The skeleton of the story here is simple: Tragedy ends a New York City marriage. The conceit is that it’s told from the perspective of both halves of the couple. Part one is “Her” (Jessica Chastain). Part two is “Him” (James McAvoy). And all the film does is watch these people exit and reenter — lives and scenes and rooms. The “Her” half is stronger in part because she — that would be “Eleanor Rigby,” and the film is prepared for your eye rolls — moves up to Westport, Connecticut, and into the home of her parents (William Hurt and Isabelle Huppert) and slightly younger sister (Jess Weixler). She takes an identity theory class taught by Viola Davis (almost everyone on this side of the film is a practicing intellectual). Most of the easy wisdom is with “Her,” which contains searing asides and moving anecdotes and drama. It also has the better actors. “Him” is limited by being too true to younger, unmoored characters who lack Davis, Huppert, or Hurt’s candor and simple profundity.

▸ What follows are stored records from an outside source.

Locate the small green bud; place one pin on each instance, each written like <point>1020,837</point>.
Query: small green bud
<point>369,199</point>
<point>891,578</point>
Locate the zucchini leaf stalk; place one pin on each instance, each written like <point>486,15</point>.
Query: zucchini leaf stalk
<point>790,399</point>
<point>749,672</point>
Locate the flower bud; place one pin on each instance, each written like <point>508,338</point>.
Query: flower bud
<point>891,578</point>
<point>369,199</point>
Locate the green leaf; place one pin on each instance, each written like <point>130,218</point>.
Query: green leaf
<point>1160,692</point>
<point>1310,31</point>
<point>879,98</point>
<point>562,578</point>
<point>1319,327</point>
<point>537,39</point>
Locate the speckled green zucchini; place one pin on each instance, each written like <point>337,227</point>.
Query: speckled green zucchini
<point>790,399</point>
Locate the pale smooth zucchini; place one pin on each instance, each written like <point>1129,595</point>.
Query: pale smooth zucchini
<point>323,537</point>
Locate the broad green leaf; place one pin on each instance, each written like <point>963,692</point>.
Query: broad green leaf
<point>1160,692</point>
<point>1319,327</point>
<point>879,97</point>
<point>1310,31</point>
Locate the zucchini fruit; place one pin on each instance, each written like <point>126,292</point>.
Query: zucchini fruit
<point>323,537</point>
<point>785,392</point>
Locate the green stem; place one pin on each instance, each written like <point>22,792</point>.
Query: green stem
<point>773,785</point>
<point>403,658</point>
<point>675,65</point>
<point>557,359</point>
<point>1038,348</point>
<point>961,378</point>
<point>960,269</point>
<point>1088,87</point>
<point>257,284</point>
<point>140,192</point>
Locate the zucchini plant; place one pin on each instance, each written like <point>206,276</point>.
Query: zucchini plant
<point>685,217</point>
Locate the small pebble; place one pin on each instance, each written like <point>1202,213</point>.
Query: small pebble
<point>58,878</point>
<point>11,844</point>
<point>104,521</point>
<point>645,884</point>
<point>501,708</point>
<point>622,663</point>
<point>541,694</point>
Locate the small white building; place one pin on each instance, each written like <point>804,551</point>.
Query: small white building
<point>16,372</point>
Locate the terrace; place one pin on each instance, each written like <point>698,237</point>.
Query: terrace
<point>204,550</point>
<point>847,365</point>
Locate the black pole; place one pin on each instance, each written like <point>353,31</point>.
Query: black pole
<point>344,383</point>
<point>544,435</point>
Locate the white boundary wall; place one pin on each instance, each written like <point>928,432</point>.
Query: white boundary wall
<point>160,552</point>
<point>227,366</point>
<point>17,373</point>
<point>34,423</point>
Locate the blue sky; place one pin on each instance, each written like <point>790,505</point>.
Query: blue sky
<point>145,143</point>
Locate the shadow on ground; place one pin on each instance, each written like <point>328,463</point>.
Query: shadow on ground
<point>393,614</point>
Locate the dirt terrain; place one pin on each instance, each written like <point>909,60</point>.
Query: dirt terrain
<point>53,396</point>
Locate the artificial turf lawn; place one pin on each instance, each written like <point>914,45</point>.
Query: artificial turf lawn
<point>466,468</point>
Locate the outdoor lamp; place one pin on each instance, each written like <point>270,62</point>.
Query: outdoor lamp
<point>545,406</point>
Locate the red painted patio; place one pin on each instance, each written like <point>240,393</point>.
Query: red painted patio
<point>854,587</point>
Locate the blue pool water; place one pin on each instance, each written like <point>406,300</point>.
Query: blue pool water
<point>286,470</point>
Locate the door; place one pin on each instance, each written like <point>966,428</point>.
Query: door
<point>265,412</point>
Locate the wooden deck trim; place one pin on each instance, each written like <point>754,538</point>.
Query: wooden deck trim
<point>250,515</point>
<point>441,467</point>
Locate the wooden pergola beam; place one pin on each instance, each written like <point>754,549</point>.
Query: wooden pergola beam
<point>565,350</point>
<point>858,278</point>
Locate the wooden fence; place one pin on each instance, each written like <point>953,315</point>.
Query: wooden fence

That section has Bill Hader as McAvoy’s best friend and the chef at his empty restaurant, and Nina Arianda as his bartender. They’re both wonderful, as is Ciarán Hinds, as McAvoy’s father. But no one here is as articulate or quick as they are throughout the first half. So you’re happy when, say, Huppert shares a scene with McAvoy, whose talent is underrated. He just lacks the mysterious intensity of Chastain. She has a camera-readiness that he rarely has. Still, they make sense together. The movie examines the ways that a tragedy can affect two people drastically enough to weaken their bond — even if that weakness torments one person and never occurs to the other. The first part of the film is necessary to explain the other. The scenes they have in common don’t repeat so much as revise.

I don’t know who Ned Benson is. Eleanor Rigby is his first film, and he can write and direct. Watching it, I thought a lot about Kenneth Lonergan’s Margaret. This doesn’t reach that movie’s heights. But I think Benson can pull off his own version of that kind of novelistic mastery. The Weinstein Company picked it up a few days ago, and I’m praying that Harvey Weinstein and his staff do right by it and release it intact. It’s not a perfect movie — it turns out to be repetitive and callow toward the end. But whatever its flaws, tinkering won’t solve them. Anyway, there’s so much life, good acting, intelligence, and human cultural perception that you’re happy to be near these people. They ache and regret and think and lust. They’re who American movies often forsake: us.